「アノマリー投資」は時代遅れで通用しない

相場の格言には季節習性に着目したものがいくつかあります。「節分天井、彼岸底」、「Sell in May and go away(5月に売って市場から離れろ)」など。

ここ数年のデータを元に検証し、実際にそれらの「アノマリー」が通用するのか見てみます。




アノマリーとは

アノマリー(英語:Anomaly)とは、ある法則・理論からみて異常であったり、説明できない事象や個体等を指す。科学的常識、原則からは説明できない逸脱、偏差を起こした現象を含む。すでに説明できるようになった現象でも、アノマリーあるいは異常という名称がそのまま残ったものも多い。

※wikipediaより

簡単にいってしまうと、「説明しきれないけど、なんとなーく過去はこんな風だよ」という経験則みたいなものですね。

実際、積極的に取り入れている投資家もいるとかいないとか・・・。

節分天井、彼岸底とは

相場は2月初めの「節分」ごろに天井になり、3月半ばの「彼岸」ごろにを打つ。というアノマリーです。「年末年始から上昇してきた相場が調整に入るから」との説が有力です。

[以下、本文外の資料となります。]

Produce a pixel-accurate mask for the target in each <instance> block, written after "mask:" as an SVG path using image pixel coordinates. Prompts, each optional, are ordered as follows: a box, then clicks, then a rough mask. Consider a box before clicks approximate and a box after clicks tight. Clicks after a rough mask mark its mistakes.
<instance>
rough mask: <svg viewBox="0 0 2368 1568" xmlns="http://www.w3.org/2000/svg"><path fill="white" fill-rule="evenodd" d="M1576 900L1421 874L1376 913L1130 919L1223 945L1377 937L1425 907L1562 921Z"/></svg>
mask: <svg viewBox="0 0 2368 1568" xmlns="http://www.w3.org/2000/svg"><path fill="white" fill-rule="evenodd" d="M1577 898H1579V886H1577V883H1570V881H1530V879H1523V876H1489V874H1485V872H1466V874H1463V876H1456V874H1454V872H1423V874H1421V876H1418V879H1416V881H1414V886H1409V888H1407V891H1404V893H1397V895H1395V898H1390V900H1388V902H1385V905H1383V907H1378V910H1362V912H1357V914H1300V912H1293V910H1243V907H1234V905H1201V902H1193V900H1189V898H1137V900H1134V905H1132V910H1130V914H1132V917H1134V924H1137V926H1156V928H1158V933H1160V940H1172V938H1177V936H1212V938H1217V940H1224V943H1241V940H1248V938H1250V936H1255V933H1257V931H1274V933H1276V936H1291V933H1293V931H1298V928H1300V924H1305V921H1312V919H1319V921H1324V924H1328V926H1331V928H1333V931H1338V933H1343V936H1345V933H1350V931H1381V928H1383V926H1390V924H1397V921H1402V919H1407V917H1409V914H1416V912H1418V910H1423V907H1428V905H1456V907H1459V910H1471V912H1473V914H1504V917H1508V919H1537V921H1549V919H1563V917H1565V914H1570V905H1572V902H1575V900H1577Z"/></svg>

しかし、2018年を見てみると3月23日に一旦底打ちしていますが、2月の株価は高くないです。2017年は一旦底打ちしたのは4月中旬、2月、3月はあまり動きませんでした。

Sell in May(セルインメイ)とは

米国市場の格言で、5~6月に相場が天井になるので、それまでに売ってしまい、しばらく相場から離れよう。という意味です。日本市場は米国市場との連動性が高いので、このアノマリーは日本市場にも当てはまるはずです。

しかし、2018年の天井は10月、2017年の天井は11月。ともに5月、6月ごろの株価が高いかというと、全くそんなことはないです。

時代遅れの手法

これら季節アノマリーは確かに5年前、10年前くらいだと当てはまるケースも多く、その時は割と有効な手法でした。

しかし、現在は市場参加者の多くに知られており、AIが機械的に相場に参加している中ではまったくといっていいほど役に立たないものばかりです。

もちろん、たまには当てはまる事もあるかもしれませんが、ここ数年で見るとほとんど関係ない状態です。むしろ、それに踊らされる可能性の方が高いと感じます。

最後に

他にも季節アノマリーはたくさんあります。過去10年分くらいのデータを引っ張ってきて「当てはまる確率が5割以上。」というのを見かけるかもしれません。

過去のデータを参考にするのはもちろん重要です。1月3日の為替暴落時も「過去を知っているか、知っていないか。過去の出来事を生かせたか。」で強制ロスカットを回避した人もいます。

しかし、過去データの中には賞味期限切れのものもあり、あまり過信しすぎるのも禁物です。